In over a year’s time I’ve made some truly good mead. Chokecherry, cranberry, juniper berry — KIWI! — all have contributed to tasty evenings of relaxing by a fire or on a couch.

Some have been better than others, but none of them truly terrible — until now.

As I’ve grown more comfortable with my craft, I’ve begun to experiment with different flavors of honey and for a long time I’ve been eyeing what buckwheat honey might taste like in a wonderfully crafted batch of mead.

Buckwheat honey is particularly nutritious as honey goes and is created from the flower of buckwheat. It’s dark in appearance and rich in taste. Unfortunately, I didn’t know much about buckwheat honey at the time. This is going to be important in the near future so keep this in mind.

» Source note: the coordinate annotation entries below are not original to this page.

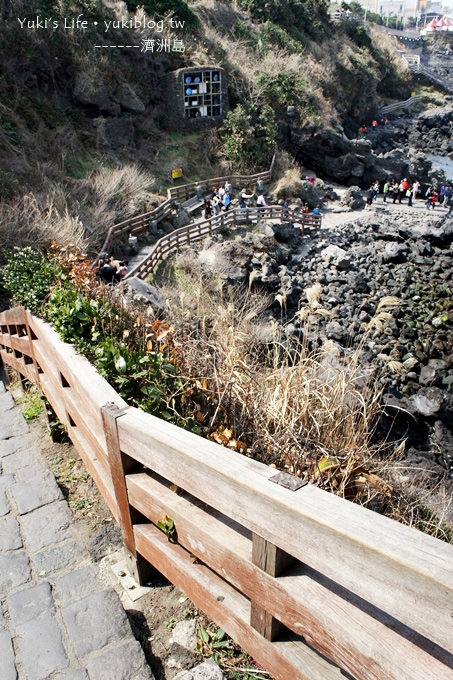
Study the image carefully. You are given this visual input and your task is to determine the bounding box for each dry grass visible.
[164,260,389,502]
[0,165,157,258]
[69,164,157,241]
[272,168,302,198]
[162,256,452,540]
[0,188,88,250]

All I knew at the time is that this was a different kind of honey and I wanted to try it to see how the flavor was on the palette and how it differed on the tongue from my other brews. I’ve started to become a nerd on this as of late, saying things like “it’s got a rich tang on the front end” and “palette.”

Granted, I still don’t know what I’m talking about half the time, but I can recognize that I don’t know what I’m talking about when I’m talking about it.

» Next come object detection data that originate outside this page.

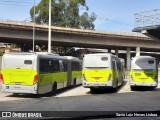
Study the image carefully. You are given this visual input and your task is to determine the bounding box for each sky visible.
[0,0,160,32]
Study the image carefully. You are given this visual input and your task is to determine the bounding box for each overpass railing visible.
[0,19,146,39]
[134,9,160,28]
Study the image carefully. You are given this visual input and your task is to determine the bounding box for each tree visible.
[30,0,96,56]
[30,0,96,30]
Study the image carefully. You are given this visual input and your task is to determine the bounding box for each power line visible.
[0,0,38,5]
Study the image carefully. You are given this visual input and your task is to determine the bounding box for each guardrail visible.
[134,9,160,28]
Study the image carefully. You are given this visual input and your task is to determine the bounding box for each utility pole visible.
[33,0,35,52]
[48,0,51,53]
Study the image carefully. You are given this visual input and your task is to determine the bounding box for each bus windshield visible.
[83,56,109,69]
[3,56,34,69]
[132,59,156,71]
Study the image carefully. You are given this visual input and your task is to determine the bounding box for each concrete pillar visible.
[136,47,141,57]
[108,49,111,53]
[126,48,131,70]
[115,49,118,56]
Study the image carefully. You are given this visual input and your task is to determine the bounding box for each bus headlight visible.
[131,75,134,81]
[83,74,86,81]
[108,74,112,81]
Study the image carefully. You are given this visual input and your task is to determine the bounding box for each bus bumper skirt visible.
[129,81,158,87]
[83,80,113,88]
[2,84,37,94]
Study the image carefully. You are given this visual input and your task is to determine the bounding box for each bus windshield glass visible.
[132,58,156,71]
[83,56,109,68]
[4,56,34,69]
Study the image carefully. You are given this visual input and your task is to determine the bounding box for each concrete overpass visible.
[0,21,160,51]
[0,21,160,70]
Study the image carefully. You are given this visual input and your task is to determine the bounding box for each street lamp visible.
[33,0,35,52]
[48,0,51,53]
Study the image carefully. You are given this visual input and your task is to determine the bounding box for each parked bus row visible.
[0,53,82,94]
[0,53,158,94]
[82,53,158,92]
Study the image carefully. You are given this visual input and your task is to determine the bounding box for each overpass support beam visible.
[115,49,118,56]
[126,48,131,70]
[136,47,141,57]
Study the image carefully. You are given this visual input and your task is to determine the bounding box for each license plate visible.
[6,86,9,89]
[135,73,141,76]
[14,86,21,90]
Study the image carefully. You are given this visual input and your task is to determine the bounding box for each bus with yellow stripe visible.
[0,53,82,94]
[82,53,124,92]
[129,56,158,90]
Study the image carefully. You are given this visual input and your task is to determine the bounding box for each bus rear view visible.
[130,56,158,90]
[0,53,38,94]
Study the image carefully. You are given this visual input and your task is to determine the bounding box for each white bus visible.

You’re going to regret asking how things are going Steve.

So buckwheat honey required me to do a little research on the flavor profile. I put a lot of trust in bees, but when I’m using something for the first time it’s pretty wise to check up on it.

I visited the website Worker Bee and read an article on buckwheat honey and came to read this by Brian Dykstra: “I do have to warn you, unless you grew up on a farm, the smell of buckwheat honey might be off-putting. It typically resembles barnyard warmth.”

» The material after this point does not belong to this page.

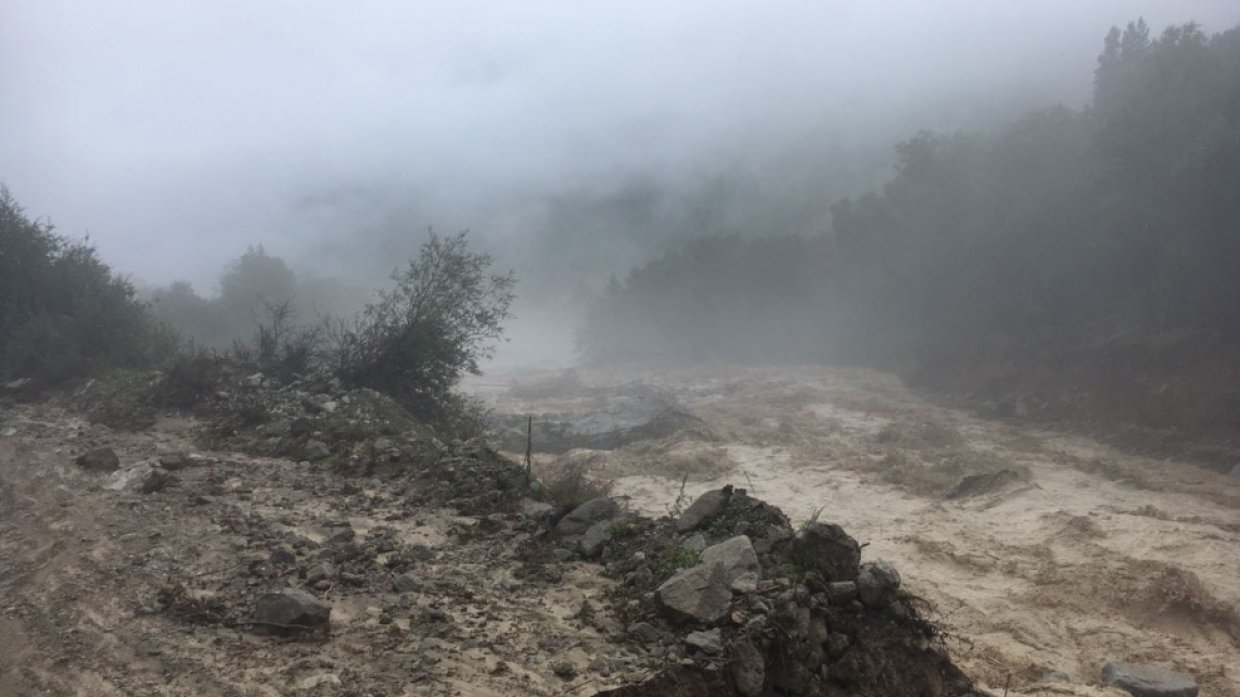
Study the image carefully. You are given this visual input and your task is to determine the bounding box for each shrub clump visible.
[0,186,177,387]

This set me back a little. I didn’t grow up on a farm but we had horses on the edge of town and I remember visiting my grandparents acreage just outside of Spencer, Iowa, so needless to say, this raised a flag I clearly chose to ignore because “warm barnyard” carries with it a certain connotation … if you will.

The article explained the honey as containing notes of caramel and chocolate among other flavors. Dykestra wasn’t wrong. I really enjoyed the taste and so I stuck my nose in the honey and took a big pull — instantly I was transported back to my grandparents acreage. Every scent I pulled from the honey reminded me of horses, used straw and mornings at the race track.

Another flag went up when talking of used straw, but I chose to ignore it thinking, “the smell can’t possibly transfer to taste.”

I sometimes wonder how I got this far in life.

After fermentation took hold I tasted the brew to see where we were. I’ll tell you what, “barnyard warmth” has a taste and as you might have guessed, not a good one.

Determined not to chance wasting something that may age well, I gave it two weeks of rack time with three sticks of cinnamon, nutmeg, cloves and plenty of acid in the form of orange and lime juice.

After two weeks it was time to rack again and so it required another taste and it was … better? This time I got drastic and mixed together a hefty batch of filler that was just about all honey and enough water to dissolve it.

I’ve got another week to see where we are and I really don’t want to throw it out, but once you’ve tasted warm barnyard … I think the taste is still with me.